= Love Phones =

Radio show

Love Phones was a popular call-in radio show which was launched by Malrite Communications on Z-100 in New York City and Eagle 106 WEGX in Philadelphia in 1992. Love Phones ran from November 1992 until 1998. Love Phones was syndicated on other stations beginning in 1994. Eagle 106 signed off the air in Philadelphia in early 1993. The next station to pick up Love Phones would be in Cleveland in 1994. Listeners would call in asking for advice related to their love or sex life.

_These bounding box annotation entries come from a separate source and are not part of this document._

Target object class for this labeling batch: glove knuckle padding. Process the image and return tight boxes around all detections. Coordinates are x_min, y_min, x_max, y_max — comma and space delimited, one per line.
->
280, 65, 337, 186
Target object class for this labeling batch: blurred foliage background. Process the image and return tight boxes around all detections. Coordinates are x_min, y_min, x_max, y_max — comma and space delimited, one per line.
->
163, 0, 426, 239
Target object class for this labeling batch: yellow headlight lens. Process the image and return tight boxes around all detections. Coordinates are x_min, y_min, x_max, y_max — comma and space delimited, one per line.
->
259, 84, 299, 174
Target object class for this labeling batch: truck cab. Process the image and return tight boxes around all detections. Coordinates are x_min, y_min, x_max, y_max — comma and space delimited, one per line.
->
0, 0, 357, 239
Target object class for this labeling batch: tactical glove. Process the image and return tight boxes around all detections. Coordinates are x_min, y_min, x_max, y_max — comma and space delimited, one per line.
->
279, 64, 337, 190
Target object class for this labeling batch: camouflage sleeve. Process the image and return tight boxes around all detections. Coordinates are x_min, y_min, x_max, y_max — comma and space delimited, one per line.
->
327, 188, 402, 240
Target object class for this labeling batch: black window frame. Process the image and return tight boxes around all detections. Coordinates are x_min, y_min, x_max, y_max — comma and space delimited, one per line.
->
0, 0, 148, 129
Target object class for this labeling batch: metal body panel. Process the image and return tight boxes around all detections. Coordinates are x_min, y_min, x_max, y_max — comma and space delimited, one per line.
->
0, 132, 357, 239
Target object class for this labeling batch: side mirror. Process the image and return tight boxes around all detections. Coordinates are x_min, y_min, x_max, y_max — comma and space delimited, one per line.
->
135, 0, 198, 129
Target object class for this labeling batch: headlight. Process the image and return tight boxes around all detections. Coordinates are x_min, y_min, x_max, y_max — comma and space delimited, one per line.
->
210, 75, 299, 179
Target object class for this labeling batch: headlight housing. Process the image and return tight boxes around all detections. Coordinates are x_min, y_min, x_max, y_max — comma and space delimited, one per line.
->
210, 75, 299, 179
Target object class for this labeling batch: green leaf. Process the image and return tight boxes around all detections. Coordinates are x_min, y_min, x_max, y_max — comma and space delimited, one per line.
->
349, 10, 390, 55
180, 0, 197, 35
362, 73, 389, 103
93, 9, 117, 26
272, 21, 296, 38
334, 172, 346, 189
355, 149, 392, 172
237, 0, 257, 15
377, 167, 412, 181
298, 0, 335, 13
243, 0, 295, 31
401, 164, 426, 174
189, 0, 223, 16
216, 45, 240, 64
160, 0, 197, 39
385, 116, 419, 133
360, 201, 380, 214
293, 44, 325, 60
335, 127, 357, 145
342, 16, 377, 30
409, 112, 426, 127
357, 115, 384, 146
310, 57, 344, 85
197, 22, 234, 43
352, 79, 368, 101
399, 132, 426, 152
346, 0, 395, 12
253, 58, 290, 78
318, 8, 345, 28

Love Phones was hosted by Dr.Judy Kuriansky and, until 1993, by Chio the Hitman followed by Chris Jagger. Love Phones was heard from 10 pm to 12 am EST, usually on rock or alternative radio stations. The show also had celebrity guests. One of the most memorable moments on the show was when a young female caller asked Dr. Judy how to give a blow job. Dr. Judy explained that "blow job" is a misnomer, so the caller immediately asked how to give a misnomer.

In 1996, when Z-100 in New York was purchased by Chancellor Broadcasting they decided to drop Love Phones for a music intensive night show instead, titled "The Chat Room." Love Phones lost many of their affiliates as a result. The show would survive in different forms over the next few years, before ending in 1998.